La marcha, convocada por organizaciones de groenlandeses residentes en Dinamarca y la ONG Ayuda a la Acción, partió de la plaza del Ayuntamiento y concluyó frente a la Embajada de Estados Unidos.
La alcaldesa de Copenhague, Sisse Marie Welling, y varios políticos groenlandeses participaron en el acto inicial, desde donde subrayaron que no es legítimo «comprar» pueblos ni redibujar el mapa por los intereses de potencias externas.
La diputada autonómica groenlandesa Pipaluk Lynge advirtió que está en juego no solo Groenlandia sino también principios del orden internacional, en declaraciones recogidas durante la concentración.

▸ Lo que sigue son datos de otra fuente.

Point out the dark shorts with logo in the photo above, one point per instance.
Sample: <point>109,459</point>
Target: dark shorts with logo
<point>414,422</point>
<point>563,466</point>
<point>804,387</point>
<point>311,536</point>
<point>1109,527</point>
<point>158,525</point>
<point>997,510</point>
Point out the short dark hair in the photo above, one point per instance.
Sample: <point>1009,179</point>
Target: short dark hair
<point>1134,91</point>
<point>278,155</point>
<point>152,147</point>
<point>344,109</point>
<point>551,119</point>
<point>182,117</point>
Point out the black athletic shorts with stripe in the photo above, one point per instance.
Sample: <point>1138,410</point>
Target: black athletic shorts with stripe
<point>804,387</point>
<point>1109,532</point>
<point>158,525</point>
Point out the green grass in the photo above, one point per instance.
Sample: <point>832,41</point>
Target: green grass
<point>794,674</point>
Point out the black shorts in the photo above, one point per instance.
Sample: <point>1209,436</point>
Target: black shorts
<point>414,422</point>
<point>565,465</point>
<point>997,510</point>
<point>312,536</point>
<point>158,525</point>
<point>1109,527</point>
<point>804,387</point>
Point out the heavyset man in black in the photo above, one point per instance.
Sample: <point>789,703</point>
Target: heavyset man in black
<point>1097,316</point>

Organizadores señalaron que más de 15.000 personas llenaron la plaza y avanzaron por calles del centro ondeando banderas danesas y groenlandesas, con consignas que reivindicaban que la isla pertenece a su población.
Portavoces de colectivos groenlandeses en Dinamarca relataron que la reacción pública a las propuestas de compra ha provocado ansiedad entre la comunidad, y describieron la protesta como un intento de dar voz a los cerca de 17.000 groenlandeses que residen en el país.
Varios ciudadanos daneses se sumaron por solidaridad; uno de los promotores de la movilización explicó que la iniciativa surgió como respuesta a lo que consideró una amenaza a la democracia y a la soberanía.
Entre los organizadores figuró la oenegé Ayuda a la Acción, cuyo secretario general expresó rechazo a las gestiones que propondrían cambios territoriales motivados por intereses externos.
La protesta en Copenhague fue la más numerosa, pero otras ciudades danesas como Aarhus, Odense y Aalborg celebraron movilizaciones similares, y en Nuuk también se convocaron concentraciones de apoyo.
Los gobiernos danés y groenlandés han reiterado su defensa de la integridad territorial del Reino de Dinamarca y han insistido en que corresponde a los groenlandeses decidir sobre su futuro político, frente a las afirmaciones públicas del Gobierno de Estados Unidos sobre posibles intereses en la isla.